The movement in mortgage rates is closely tied to the 10-year Treasury yield, which hovered around 4.29% as of Thursday afternoon [1]. The recent decline in rates follows a two-week ceasefire between the U.S. and Iran, brokered with assistance from Pakistan, which the White House described as a step toward broader negotiations [1]. This easing of geopolitical tensions has contributed to the drop in Treasury yields and, consequently, mortgage rates [1].

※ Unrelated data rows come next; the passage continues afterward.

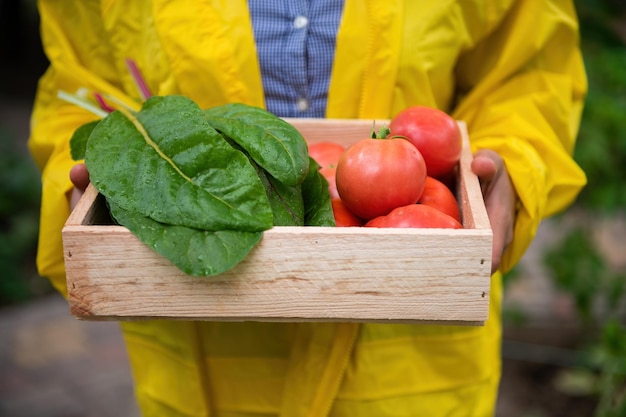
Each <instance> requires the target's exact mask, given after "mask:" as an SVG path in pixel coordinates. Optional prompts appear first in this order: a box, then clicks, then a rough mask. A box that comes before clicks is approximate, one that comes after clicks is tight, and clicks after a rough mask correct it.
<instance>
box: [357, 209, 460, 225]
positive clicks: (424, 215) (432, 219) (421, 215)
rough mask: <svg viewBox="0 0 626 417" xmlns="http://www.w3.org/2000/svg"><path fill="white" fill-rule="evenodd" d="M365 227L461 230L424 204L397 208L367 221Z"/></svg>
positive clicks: (445, 218) (447, 217) (454, 223)
mask: <svg viewBox="0 0 626 417" xmlns="http://www.w3.org/2000/svg"><path fill="white" fill-rule="evenodd" d="M365 227H399V228H402V227H405V228H410V227H415V228H431V229H432V228H434V229H462V228H463V225H462V224H461V223H459V222H458V221H457V220H455V219H453V218H452V217H450V216H448V215H447V214H445V213H444V212H442V211H440V210H437V209H436V208H434V207H431V206H427V205H425V204H410V205H408V206H404V207H398V208H396V209H394V210H392V211H391V213H389V214H387V215H386V216H379V217H376V218H374V219H372V220H370V221H368V222H367V223H365Z"/></svg>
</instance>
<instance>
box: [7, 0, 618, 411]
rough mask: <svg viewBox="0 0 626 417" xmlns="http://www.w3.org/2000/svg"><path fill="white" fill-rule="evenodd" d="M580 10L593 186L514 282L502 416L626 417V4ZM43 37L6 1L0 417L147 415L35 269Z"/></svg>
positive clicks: (501, 386) (506, 282)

Anthony Smith, senior economist at Realtor.com, noted that the relief in the 10-year Treasury yield has translated into lower mortgage rates, but cautioned that the sustainability of this trend depends on the durability of the ceasefire and the potential for a more lasting resolution [1]. Smith warned that until there is greater clarity on the geopolitical front, mortgage rate volatility is likely to remain elevated and any improvement could be temporary [1].
CONCLUSION
Mortgage rates have fallen in response to easing geopolitical tensions following a U.S.-Iran ceasefire, providing some relief for homebuyers. However, analysts caution that the decline may be short-lived if uncertainty persists, suggesting continued volatility in the mortgage market.